Kilka partyjnych delegacji stanowych, w tym z Teksasu i rodzinnego stanu Harris, Kalifornii, zebrało się w poniedziałek, aby potwierdzić swoje wsparcie dla wiceprezydent. Zdaniem szefa demokratów w Kalifornii, Rusty Hicksa, 75-80 proc. delegacji stanu jednogłośnie poparło Harris w czasie sesji telefonicznej.
Dzisiejsze głosowanie było doniosłe. Nie słyszałem, żeby ktoś wspominał o jakimkolwiek innym kandydacie - zaznaczył Hicks.
AP nie nazywa jeszcze Harrisa "nową przypuszczalną kandydatką" na prezydenta. Delegaci wciąż mają bowiem swobodę poparcia wybranego przez siebie kandydata.
Formalnie Harris może być zatwierdzona w głosowaniu wirtualnym 7 sierpnia lub podczas Konwencji Demokratycznej zaplanowanej w przyszłym miesiącu (od 19 do 22).
"Zmieniło się nazwisko na górze mandatu wyborczego, ale misja w ogóle się nie zmieniła" - ocenił Biden w swoich pierwszych publicznych uwagach od ogłoszenia decyzji o ustąpieniu. Zapowiedział, że "nigdzie się nie wybiera" i planuje udział w kampanii wyborczej Harris.
Kamala Harris udała się w poniedziałek do Wilmington w stanie Delaware, aby spotkać się personelem kampanii wyborczej. Już zapowiedziała m.in. walkę o prawo kobiet do aborcji, a także wzmocnienie klasy średniej.
Będziemy walczyć o wolność reprodukcyjną. Wiedząc, że jeśli Trump dostanie szansę, podpisze ogólnokrajowy zakaz aborcji - powiedziała.
Demokratka podczas swojego pierwszego wydarzenia w kampanii wyborczej jako cel swojej prezydentury określiła też wzmocnienie klasy średniej.
Kocham Joe Bidena (..) Wygramy. Widzę, jakim typem faceta jest Donald Trump - kontynuowała, porównując kandydata republikanów do "drapieżnika" i "oszusta".

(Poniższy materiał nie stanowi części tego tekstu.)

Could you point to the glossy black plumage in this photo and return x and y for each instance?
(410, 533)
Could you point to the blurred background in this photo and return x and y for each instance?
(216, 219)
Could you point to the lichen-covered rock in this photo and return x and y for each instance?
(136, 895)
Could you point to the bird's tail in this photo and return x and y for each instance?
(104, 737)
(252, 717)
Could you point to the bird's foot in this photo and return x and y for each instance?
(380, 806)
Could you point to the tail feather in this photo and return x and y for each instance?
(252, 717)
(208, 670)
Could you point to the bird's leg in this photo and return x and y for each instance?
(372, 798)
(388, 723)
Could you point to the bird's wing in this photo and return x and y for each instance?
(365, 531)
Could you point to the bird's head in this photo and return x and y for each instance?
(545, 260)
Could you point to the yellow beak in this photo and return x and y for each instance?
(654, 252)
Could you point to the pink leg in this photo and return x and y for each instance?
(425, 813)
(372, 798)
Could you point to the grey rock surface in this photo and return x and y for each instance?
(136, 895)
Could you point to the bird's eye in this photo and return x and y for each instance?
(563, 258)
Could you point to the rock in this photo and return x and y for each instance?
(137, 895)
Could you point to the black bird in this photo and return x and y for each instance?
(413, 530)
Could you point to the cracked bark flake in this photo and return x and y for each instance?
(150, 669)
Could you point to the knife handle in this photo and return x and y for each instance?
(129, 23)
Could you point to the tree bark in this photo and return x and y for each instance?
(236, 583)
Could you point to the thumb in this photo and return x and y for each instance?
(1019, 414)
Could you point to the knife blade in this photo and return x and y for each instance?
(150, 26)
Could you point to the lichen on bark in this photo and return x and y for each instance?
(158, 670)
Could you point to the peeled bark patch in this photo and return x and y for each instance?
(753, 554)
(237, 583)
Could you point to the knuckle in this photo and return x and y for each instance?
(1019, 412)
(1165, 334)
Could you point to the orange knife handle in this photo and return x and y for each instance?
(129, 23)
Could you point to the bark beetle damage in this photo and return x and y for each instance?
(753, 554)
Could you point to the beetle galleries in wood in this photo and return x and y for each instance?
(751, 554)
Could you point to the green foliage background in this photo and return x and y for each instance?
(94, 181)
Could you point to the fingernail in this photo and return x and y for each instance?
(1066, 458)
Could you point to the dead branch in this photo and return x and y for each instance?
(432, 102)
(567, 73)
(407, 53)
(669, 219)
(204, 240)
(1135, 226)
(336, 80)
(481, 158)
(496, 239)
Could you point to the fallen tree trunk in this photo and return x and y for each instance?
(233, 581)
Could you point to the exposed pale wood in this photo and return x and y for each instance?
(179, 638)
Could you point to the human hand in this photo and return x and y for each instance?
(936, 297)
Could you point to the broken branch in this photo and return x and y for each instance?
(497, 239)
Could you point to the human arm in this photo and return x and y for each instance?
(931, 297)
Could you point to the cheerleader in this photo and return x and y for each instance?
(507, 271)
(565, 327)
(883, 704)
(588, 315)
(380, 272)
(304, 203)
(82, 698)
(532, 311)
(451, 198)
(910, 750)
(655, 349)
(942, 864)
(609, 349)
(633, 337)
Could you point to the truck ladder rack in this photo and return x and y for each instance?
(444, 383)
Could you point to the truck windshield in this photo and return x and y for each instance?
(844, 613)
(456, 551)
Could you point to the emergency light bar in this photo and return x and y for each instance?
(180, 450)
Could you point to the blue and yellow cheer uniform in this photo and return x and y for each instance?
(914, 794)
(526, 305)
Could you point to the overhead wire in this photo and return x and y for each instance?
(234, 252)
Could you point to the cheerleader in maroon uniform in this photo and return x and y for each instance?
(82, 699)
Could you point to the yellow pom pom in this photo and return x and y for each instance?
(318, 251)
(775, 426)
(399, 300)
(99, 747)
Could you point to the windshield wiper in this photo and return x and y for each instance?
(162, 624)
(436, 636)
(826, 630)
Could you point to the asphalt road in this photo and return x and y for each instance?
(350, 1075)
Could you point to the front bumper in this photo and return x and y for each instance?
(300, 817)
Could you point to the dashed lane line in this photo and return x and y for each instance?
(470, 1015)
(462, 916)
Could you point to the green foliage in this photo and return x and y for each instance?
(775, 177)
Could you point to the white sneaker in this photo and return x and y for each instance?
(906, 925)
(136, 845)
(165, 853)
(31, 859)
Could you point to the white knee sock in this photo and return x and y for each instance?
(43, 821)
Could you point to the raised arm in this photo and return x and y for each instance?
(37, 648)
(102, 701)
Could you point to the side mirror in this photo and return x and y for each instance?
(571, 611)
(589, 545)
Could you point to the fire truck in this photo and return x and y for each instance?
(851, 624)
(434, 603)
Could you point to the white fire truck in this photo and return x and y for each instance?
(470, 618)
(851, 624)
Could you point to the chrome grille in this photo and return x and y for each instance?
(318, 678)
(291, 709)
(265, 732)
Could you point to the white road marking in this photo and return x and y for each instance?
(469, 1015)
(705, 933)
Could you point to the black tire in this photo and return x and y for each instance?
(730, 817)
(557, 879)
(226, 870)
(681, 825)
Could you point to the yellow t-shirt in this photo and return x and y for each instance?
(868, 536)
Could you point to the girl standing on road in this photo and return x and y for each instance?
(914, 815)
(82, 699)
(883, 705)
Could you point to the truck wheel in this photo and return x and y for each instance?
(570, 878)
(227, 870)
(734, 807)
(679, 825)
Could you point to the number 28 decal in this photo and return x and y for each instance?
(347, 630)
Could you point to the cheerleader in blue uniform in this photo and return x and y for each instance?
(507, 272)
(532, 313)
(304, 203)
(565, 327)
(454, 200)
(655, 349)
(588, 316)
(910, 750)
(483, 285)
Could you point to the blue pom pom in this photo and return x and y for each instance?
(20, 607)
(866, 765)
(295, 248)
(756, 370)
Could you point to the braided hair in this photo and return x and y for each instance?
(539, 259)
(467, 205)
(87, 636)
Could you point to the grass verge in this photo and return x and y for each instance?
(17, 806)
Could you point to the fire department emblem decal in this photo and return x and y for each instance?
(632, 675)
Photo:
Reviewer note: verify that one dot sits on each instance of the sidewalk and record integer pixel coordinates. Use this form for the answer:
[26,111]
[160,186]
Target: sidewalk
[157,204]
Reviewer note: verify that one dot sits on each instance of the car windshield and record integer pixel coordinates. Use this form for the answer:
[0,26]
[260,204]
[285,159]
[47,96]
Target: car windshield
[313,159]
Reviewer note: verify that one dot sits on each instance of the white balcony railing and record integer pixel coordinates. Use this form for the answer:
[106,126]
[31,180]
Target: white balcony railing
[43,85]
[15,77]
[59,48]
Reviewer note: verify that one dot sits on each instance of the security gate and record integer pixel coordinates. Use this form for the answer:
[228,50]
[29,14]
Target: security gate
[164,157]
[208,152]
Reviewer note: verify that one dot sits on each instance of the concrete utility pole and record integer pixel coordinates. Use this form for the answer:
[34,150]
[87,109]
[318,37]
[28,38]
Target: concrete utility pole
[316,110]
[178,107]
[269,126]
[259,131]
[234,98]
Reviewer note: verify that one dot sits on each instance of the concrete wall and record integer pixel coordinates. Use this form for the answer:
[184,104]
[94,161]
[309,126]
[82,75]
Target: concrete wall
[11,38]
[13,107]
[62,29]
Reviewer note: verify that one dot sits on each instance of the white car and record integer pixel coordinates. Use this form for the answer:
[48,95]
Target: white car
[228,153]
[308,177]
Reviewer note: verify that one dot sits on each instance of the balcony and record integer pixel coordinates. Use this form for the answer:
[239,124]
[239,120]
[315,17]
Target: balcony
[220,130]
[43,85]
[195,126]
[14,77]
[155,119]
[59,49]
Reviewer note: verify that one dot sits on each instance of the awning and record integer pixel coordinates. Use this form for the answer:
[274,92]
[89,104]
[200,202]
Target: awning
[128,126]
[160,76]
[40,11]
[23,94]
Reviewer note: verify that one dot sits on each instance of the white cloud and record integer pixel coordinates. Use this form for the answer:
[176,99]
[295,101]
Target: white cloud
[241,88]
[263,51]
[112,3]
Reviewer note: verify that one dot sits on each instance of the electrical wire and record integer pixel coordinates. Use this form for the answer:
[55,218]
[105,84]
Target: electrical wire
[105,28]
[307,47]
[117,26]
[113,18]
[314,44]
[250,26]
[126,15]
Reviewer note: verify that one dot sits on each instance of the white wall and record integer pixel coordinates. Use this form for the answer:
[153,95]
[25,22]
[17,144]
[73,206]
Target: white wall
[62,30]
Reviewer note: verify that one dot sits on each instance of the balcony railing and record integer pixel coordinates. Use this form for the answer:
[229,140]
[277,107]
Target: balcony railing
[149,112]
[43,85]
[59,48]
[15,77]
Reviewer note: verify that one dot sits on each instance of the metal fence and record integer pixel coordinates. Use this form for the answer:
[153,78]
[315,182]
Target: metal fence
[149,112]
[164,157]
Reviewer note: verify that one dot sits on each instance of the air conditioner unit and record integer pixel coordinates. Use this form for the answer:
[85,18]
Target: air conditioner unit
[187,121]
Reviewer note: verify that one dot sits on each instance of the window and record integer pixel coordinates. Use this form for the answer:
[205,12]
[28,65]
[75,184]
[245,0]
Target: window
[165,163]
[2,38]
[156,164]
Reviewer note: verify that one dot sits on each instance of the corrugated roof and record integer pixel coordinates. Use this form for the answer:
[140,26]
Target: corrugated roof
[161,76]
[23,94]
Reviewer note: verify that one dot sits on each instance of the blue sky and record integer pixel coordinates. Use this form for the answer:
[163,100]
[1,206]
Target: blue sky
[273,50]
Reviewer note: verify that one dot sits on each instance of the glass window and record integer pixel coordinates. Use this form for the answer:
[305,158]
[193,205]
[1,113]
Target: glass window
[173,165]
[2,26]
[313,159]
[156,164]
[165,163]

Harris opisała swoje doświadczenia jako prokuratora generalnego w Kalifornii.
W tej roli mierzyłam się z wszelkiego rodzaju typami (...) Drapieżców, którzy wykorzystywali kobiety, oszustów, którzy okradali ludzi (...) Posłuchajcie więc mnie: znam typ Donalda Trumpa - przekonywała.
Zwróciła uwagę, że każdy stoi przed pytaniem, w jakim kraju chce żyć: w kraju wolności, współczucia i rządów prawa, czy w kraju chaosu, strachu i nienawiści?
Każdy z nas ma możliwość odpowiedzi na to pytanie. Zatem przez następne 106 dni mamy pracę do wykonania - powiedziała Harris, zwracając się do zespołu wyborczego demokratów.